Guests at the ACC meeting included a lieutenant, sergeant, and officer from the Southwest Precinct, and a manager from Seattle Parks. The SPD contingent talked about the staffing challenges they’ve outlined at countless community meetings; the Southwest Precinct remains down about a third, because of departmentwide attrition.
But they also talked about what is in their scope. The officer said he spends hours at the start of his shift parked along Alki Avenue SW near Duwamish Head, watching for traffic violators, he said: “I know the issues and I want them to be addressed.” Residents said they’ve noticed that, but it’s usually too early: “Who’s there when they’re going 80 miles an hour?” Later at night, police explained, things get busy – one resource-intensive call somewhere in West Seattle or South Park will take away most of the available officers.
One resident said he understood, police can’t solve the problems alone. “We’ve got to work as a community to get this done.” He and others spoke of surveying residents and businesses to get consensus on the priority problems/issues and then decide what it would take to solve them.
That might be difficult suggested another attendee, who reported contacting SDOT about traffic calming strategies such as speed humps, but being told there’s no funding for that, so the neighbors should apply for grants or a program like the currently shelved Your Voice, Your Choi8ce,
Yet another said she was aware of the police staffing shortage and so wasn’t reporting incidents any more. The SPD contingent begged her to reconsider, saying they need incidents to be reported so they can see trends and strategize: “If we don’t know it’s happening, we can’t address it.” And if they don’t have data to show what’s happening, they can’t make the case that “we need more cops.”
Regarding the personnel shortage, an attendee asked, “Do you have a funding problem or a recruiting problem?” Both, they said.
In the meantime, they’re working with Parks nightly at the (now earlier) closing time, the origin of which was explained by the next guest, Joey Furuto, director of the Parks and Environment Division. He said Parks and SPD were having a meeting and discussing how it didn’t seem to make sense to call for extinguishing beach fires at 9:30 pm while the park remained open two hours beyond that, so they decided to try an earlier closing time. It’s currently set to end in mid-September but if it’s successful in reducing park trouble, “we may stick with it.” The challenge remains keeping people from coming back to Alki after the 10 pm closure, since, unlike Golden Gardens (the Ballard beach park, which also has an earlier closing time), it’s “porous.”
One other difference between Alki and Golden Gardens: The proximity of residences. That keeps Parks from deploying some trouble-dampening strategies Furuto said they’re using at GG, such as portable lights to illuminate the beach. (One resident had asked about a streetlight removal further east, wondering why they couldn’t get city info about why it was removed and when it would be replaced.)

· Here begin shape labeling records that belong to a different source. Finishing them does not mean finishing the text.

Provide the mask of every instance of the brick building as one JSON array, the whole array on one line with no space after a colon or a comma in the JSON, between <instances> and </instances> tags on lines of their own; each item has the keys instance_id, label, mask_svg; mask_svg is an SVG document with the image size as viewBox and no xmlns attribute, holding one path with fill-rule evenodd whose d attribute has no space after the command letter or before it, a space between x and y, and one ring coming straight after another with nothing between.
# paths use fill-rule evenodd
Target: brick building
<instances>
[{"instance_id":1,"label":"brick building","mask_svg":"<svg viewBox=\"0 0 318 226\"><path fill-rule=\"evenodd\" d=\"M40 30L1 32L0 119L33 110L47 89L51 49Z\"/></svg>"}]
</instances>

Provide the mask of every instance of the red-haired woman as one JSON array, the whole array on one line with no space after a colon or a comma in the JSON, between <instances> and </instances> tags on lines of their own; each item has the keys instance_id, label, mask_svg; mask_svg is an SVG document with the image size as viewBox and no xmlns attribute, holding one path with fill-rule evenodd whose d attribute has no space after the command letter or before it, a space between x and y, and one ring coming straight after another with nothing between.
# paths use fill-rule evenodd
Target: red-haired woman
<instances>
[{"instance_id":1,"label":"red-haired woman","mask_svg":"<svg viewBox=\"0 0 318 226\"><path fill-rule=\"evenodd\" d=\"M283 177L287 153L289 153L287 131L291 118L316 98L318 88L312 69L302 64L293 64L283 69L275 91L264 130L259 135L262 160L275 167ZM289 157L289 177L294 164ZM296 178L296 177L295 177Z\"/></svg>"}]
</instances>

Furuto also explained the placement of the Alki fire rings, saying they decided to cluster them closer to the beachside parking spots that are reserved for police. And he mentioned the new strategy of using portable illuminated signage to remind people about the 9:30 pm no-fires deadline. One beach problem he said was not likely to be tackled in a big way this year, since police have other priorities: Illegal food vendors. He said Alki has anywhere from 7 to 10 at any given time, mostly in tents on the beach.
That brought it all back to how the community could “holistically” take on problems large and small. Attendees who’ve been participating in neighborhood discussions said everyone needs to “come together (as) a neighborhood force asking for change.” They cited the campaign to make the Alki Point Keep Moving (Stay Healthy) Street permanent, pointing to its 1,000+ online petition signatures and saying that’s helped them get some attention from the city. But the problems have to be quantified, they noted – everyone complains about the same things, but “nobody’s tracking (them).” So that survey idea is likely what they’ll try first before organizing further; we invited them to share it here when they’re ready.
NEXT MEETING: The Alki Community Council meets at 7 pm third Thursdays, online.